Bingham "stepped away" from her role at private equity firm SV Health Investors in May to take an unpaid post as chair of the vaccine taskforce, which aims to ensure the UK population has access to vaccines as soon as possible.

Two months later, SV Health Investors announced it had secured a $65m investment into its SV7 Impact Medicine Fund from British Patient Capital (BPC), which is entirely funded by the UK government.

Accounts filed with Companies House show SV Health Investors earned at least £1.9m in management fees linked to its operation of the Impact Medicine Fund in 2019, before the government invested earlier this year.

The accounts suggest Bingham, as one of the company's two managing partners in the UK, receives an annual share of profits generated by SV Health Investors, suggesting she could stand to benefit personally from the performance of the fund.

Her appointment to the vaccine taskforce was cited in the press release announcing BPC's investment.

"In May 2020, Kate Bingham, managing partner, SV Health Investors, was appointed chair of the UK's vaccine taskforce. In her work for SV, Kate's biotech investments have resulted in the launch of six drugs for the treatment of patients with inflammatory and autoimmune disease and cancer making her uniquely qualified for the role," the press release said.

The shadow Cabinet Office minister, Rachel Reeves, said: "It is vital that the government immediately show how they have managed any real or perceived conflict of interest with this appointment. Especially when you consider how many nurses wages $65 million could have paid for.

"We need answers quick. Otherwise this appears to be another in a string of government appointments and contracts handed to friends without due process."

Nick Dearden, director of campaign group Global Justice Now, said: "There's absolutely a conflict of interest. It's deeply inappropriate.

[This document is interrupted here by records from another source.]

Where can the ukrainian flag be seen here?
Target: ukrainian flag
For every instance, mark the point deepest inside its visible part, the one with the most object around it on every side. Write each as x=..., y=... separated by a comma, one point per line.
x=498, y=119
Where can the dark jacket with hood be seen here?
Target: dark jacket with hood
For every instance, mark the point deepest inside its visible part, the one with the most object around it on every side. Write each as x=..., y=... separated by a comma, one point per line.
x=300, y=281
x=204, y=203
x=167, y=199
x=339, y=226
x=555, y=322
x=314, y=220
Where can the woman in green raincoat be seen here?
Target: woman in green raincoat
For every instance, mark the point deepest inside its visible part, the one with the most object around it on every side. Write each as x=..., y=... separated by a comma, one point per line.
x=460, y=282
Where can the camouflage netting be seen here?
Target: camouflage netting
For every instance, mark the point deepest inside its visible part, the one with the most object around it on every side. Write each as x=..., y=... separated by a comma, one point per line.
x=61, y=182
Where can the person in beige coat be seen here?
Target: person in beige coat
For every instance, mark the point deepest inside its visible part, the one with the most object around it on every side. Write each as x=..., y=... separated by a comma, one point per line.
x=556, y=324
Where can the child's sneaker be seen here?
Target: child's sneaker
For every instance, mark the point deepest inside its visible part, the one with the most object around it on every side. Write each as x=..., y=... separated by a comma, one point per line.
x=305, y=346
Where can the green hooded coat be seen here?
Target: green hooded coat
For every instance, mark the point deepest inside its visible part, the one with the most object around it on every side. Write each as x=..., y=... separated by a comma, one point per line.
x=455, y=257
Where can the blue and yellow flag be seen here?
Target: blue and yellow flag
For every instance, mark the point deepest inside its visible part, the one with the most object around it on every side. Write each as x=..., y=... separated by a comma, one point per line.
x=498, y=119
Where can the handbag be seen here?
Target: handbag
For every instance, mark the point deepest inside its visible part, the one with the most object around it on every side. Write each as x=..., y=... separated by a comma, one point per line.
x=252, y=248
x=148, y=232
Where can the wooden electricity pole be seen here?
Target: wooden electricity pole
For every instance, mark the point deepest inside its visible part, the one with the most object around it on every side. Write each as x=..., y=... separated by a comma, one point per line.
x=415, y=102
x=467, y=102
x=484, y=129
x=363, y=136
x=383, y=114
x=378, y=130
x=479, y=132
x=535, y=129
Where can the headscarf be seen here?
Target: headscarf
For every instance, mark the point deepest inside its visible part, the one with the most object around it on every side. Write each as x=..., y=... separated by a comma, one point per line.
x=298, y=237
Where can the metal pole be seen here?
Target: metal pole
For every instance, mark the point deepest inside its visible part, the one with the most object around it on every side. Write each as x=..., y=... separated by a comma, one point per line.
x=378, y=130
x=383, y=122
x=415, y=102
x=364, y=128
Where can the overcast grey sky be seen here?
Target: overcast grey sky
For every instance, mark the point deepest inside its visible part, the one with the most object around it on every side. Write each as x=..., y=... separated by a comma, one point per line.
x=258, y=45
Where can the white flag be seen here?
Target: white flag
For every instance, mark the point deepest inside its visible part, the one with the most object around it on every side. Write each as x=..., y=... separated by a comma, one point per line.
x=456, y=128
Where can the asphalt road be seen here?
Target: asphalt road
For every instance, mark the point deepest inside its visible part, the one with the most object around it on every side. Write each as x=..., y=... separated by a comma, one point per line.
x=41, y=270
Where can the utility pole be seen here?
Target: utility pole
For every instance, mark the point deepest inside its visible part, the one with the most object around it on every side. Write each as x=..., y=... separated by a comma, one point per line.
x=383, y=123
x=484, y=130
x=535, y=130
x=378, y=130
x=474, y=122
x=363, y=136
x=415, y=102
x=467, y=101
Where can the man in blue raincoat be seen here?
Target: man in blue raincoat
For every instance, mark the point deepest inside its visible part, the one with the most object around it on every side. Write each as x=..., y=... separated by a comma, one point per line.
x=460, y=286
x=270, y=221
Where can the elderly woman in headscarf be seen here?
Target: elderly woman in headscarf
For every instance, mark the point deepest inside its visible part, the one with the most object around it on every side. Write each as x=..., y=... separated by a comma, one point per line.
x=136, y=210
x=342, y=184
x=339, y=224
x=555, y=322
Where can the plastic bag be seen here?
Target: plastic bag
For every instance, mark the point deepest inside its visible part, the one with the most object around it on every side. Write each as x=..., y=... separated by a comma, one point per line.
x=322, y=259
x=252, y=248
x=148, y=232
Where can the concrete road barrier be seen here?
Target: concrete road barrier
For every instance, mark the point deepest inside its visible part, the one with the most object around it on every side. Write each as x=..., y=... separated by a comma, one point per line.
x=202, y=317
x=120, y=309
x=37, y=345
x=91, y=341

If governments in less wealthy countries behaved like this, we'd be lecturing them on 'good governance.'"

Asked whether the prime minister had full confidence in Bingham, a No 10 spokesman said: "Yes. The work of the vaccine task force is obviously of great importance and we have secured agreements for 350m doses overall of six leading vaccine candidates."

Labour had asked cabinet secretary Simon Case to investigate claims that Bingham disclosed sensitive information about potential targets for the government's vaccines push to a $200-a-head private conference.

According to a video of the event obtained by the Sunday Times, she showed financiers a detailed list of vaccines which the UK government was closely monitoring and could later invest in.

Bingham reportedly told the event: "We haven't necessarily signed contracts with all of them so far. But they're all in our sights." Several of the vaccines are owned or funded by publicly traded companies.

Appearing before a joint select committee hearing last week, Bingham denied any wrongdoing and described the report as "nonsense", "inaccurate" and "irresponsible".

She insisted her presentation had relied "on publicly available information and said little that expert delegates at the conference could not deduce themselves".

Bingham, who reports directly to the prime minister, has spent more than £500,000 of taxpayers' money on hiring PR consultants from a firm called Admiral Associates, rather than rely on civil service press officers, according to leaked documents also obtained by the Sunday Times.

The government has repeatedly been accused of cronyism in its management of the Covid-19 pandemic.

Dido Harding, who was appointed to run the £12bn NHS Test and Trace programme without an open appointments process, is married to Conservative MP John Penrose. Harding is not taking a salary for her role, and an advertisement for her permanent replacement is expected to be placed shortly.

The Department for Business, which oversees BPC and the vaccine taskforce, said: "Kate Bingham stepped back from her full-time role at SV Health Investors when appointed as chair of the vaccine taskforce. She declared her interest in BPC's investment in a fund run by SV Health Investors, and appropriate mitigations are in place." A BEIS spokesperson previously said: "As we have already made clear, Kate Bingham's role as chair of the vaccine taskforce includes appearing at conferences, speaking to media and liaising closely with wider stakeholders."